Nor would the writ of Coram Nobis apply in the instant situation. The Sixth Circuit, citing United States v. Morgan, 346 U.S. 502, 506, 74 S.Ct. 247, 98 L.Ed. 248 (1954), recently noted that "a writ of coram nobis may sometimes be used to vacate a federal conviction after the petitioner has already served his sentence and relief under 28 U.S.C. § 2255 is unavailable.” United States v. Johnson, 237 F.3d 751, 753 (6th Cir.2001).
. In Bailey v. United States, 516 U.S. 137, 116 S.Ct. 501, 133 L.Ed.2d 472 (1995) the Supreme Court interpreted 18 U.S.C. § 924(c)(1) which "requires the imposition of specified penalties if the defendant, 'during and in relation to any crime of violence or drug trafficking crime ..., uses or carries a firearm.’ ” Id. at 142-43, 116 S.Ct. 501. The Court held that "a conviction for 'use' of a firearm under § 924(c)(1) requires more than a showing of mere possession ....."Id. at 144, 116 S.Ct. 501. As a result, in order to be convicted under § 924(c)(1), a defendant had to actively employ a firearm. Id.
. According to the Petitioner, his original motion for relief under § 2255 was never appealed. In its opinion and order denying Petitioner's instant request for a writ of habeas corpus under § 2241, the District Court for the Eastern District of Kentucky stated that Petitioner's original motion for relief under § 2255 in the Western District of North Carolina was never appealed, but that his appeal of the denial of his motion to file a delayed appeal, or to reopen the petition for relief under § 2255, was affirmed by the Fourth Circuit on December 15, 1998. In addition, Appellee states in its brief that Petitioner never appealed the denial of his original motion for relief under § 2255. However, in its December 15, 1998 opinion, the Fourth Circuit upheld the decision of the District Court for the Western District of North Carolina denying Petitioner’s motion for relief under § 2255, and denying Petitioner’s request of a writ of Audita Querela, but did not mention the motion to file a delayed appeal and to reopen the § 2255 petition. Therefore, it appears as though the Fourth Circuit did affirm the decision of the District Court for the Western District of North Carolina denying Petitioner's request for relief under § 2255 and his request for a writ of Audita Querela. By implication, the Fourth Circuit also denied *247his motion to file a delayed appeal, or to reopen the case on the basis of new evidence.

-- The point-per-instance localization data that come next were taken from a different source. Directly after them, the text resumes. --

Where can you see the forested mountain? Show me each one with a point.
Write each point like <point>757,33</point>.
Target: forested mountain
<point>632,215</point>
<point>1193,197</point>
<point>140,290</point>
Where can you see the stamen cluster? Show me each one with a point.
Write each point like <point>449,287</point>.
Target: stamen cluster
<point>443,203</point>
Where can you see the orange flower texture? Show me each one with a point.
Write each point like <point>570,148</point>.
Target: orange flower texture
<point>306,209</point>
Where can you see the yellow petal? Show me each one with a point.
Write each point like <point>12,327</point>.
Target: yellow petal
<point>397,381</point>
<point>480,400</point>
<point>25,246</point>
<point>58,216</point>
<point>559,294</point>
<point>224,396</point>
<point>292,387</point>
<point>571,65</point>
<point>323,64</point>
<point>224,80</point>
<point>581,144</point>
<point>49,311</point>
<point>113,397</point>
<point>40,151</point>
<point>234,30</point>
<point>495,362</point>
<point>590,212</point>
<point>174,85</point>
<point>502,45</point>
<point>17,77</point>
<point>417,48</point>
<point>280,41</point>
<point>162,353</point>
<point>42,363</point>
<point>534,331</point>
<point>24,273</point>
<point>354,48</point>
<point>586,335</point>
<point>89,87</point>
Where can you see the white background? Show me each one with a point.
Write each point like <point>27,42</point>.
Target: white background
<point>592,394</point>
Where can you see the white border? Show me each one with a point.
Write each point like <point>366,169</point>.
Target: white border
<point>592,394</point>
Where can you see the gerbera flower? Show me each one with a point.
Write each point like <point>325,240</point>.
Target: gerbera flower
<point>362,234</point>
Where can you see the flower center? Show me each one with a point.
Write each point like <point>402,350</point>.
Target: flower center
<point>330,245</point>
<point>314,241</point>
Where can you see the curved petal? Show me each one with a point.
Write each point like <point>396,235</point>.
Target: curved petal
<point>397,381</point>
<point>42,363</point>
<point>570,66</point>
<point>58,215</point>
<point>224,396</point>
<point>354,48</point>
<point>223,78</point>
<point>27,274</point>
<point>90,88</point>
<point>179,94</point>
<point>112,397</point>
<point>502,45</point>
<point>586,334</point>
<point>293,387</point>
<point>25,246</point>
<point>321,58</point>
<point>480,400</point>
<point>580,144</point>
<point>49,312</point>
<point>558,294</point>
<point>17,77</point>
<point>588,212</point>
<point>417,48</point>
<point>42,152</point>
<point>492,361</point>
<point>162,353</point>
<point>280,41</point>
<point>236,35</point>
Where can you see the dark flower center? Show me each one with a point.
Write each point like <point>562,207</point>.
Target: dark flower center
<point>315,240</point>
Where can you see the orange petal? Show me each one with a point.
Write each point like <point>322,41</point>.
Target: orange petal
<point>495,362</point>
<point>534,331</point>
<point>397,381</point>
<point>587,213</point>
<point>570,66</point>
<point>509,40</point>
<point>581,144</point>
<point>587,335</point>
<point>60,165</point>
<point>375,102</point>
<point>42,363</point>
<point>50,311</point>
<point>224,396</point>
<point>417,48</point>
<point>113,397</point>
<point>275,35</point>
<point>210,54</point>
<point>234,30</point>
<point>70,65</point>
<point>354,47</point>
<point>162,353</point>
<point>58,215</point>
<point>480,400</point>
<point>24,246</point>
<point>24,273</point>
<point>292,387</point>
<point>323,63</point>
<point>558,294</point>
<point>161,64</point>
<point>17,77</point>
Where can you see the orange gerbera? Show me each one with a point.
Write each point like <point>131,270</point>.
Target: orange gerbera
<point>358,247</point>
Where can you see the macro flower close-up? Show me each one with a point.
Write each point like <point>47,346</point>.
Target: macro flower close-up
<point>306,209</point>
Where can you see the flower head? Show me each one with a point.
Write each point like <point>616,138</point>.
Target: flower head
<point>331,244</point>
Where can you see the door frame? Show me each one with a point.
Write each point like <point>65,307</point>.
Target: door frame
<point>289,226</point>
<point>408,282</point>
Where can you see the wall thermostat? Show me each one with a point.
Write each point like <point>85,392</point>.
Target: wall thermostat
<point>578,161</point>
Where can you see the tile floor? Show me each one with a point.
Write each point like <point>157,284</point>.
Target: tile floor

. This is also basically the same test developed by the Seventh Circuit in In re Davenport, 147 F.3d 605, 609-612 (7th Cir.1998).
. A recent Fifth Circuit opinion is in agreement with these circuit court decisions: “The standards that these courts have articulated ior the savings clause may not be framed in identical terms, but the following basic features are evident in most formulations: actual innocence and retroactivity.” Reyes-Requena v. United States, 243 F.3d 893, 903 (5th Cir.2001).
. Petitioner claims that there was no appeal through the fault of his counsel. For a more complete explanation of why it is unclear whether the denial of his § 2255 motion was appealed, see note 4, supra.
. Title 28 U.S.C. § 2255 provides the following standard for a second or successive motion under § 2255:
A second or successive motion must be certified as provided in section 2244 by a panel of the appropriate court of appeals to contain -
(1) newly discovered evidence that, if proven and viewed in light of the evidence as a whole, would be sufficient to establish by clear and convincing evidence that no reasonable factfinder would have found the movant guilty of the offense; or
(2) a new rule of constitutional law, made retroactive to cases on collateral review by the Supreme Court, that was previously unavailable.